One woman said that when the Commission on Rural Education had been in Shetland at the start of 2012, it had been mentioned that the Borders region had been “very successful at reducing costs in schools without shutting any”. She wondered whether the council had explored whether lessons could be learned. Other ideas included making better use of technology and looking at different models of teaching, while one individual suggested that bussing pupils from all over Shetland into Lerwick made little sense given the need to reduce carbon emissions as part of the fight against climate change.
Mr Sansom rounded off the meeting by thanking all those present, including Ms Wishart and three other SIC councillors, for taking the time to attend.
Mark Smith
At last night’s meeting, when councillor Wishart was asked about the estimated saving of £690,000, she told attendees that this figure included employees salaries, and that two teachers would be transferred to the AHS. She also said that the other teachers in the school would be redeployed by the SIC. I’m very glad that employees jobs do not seem to be under threat (although, with so many schools closing, you wonder where they’ll go) but, bearing in mind that these salaries are not really part of the proposed saving, and the fact that transport costs have not been included either, the figure of £690,000 starts to seem pretty shaky.

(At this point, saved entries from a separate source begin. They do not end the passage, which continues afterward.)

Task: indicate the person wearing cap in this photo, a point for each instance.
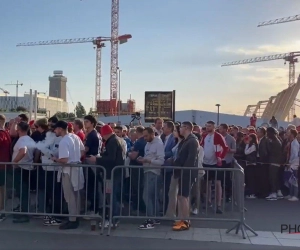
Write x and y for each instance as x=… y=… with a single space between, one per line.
x=110 y=158
x=78 y=129
x=91 y=149
x=70 y=127
x=275 y=160
x=126 y=138
x=23 y=152
x=31 y=125
x=49 y=189
x=118 y=131
x=69 y=152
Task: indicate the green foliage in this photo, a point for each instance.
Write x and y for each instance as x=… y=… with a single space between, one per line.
x=80 y=110
x=21 y=109
x=58 y=115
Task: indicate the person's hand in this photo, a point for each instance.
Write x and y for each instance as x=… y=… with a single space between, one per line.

As someone sensibly pointed out, schools shouldn’t be shut on purely financial grounds, but that is what the proposal amounts to. And, when elected members seems to be grasping in the dark about the details of these alleged savings, it does not inspire much confidence that decisions can be made properly.
Johan Adamson
The figure they quote normally includes central recharges. But these costs are still there after they shut the school so should not be included in the savings. With a roll of 98 it would look like each class would be full so they need these teachers where ever the students are so no I cant see where the savings are either.
Another point is that The new C for Ex is meant to be a more general education up to age 16. Would that not be better taught at a junior high than a high where they are specialised into biology, chemistry etc?
Also, since when did we follow Orkney? And Orkney has entirely different geography so that I dont think the distances traveled are so onerous . Their north isles are off kirkwall, not a bus ride and a ferry away.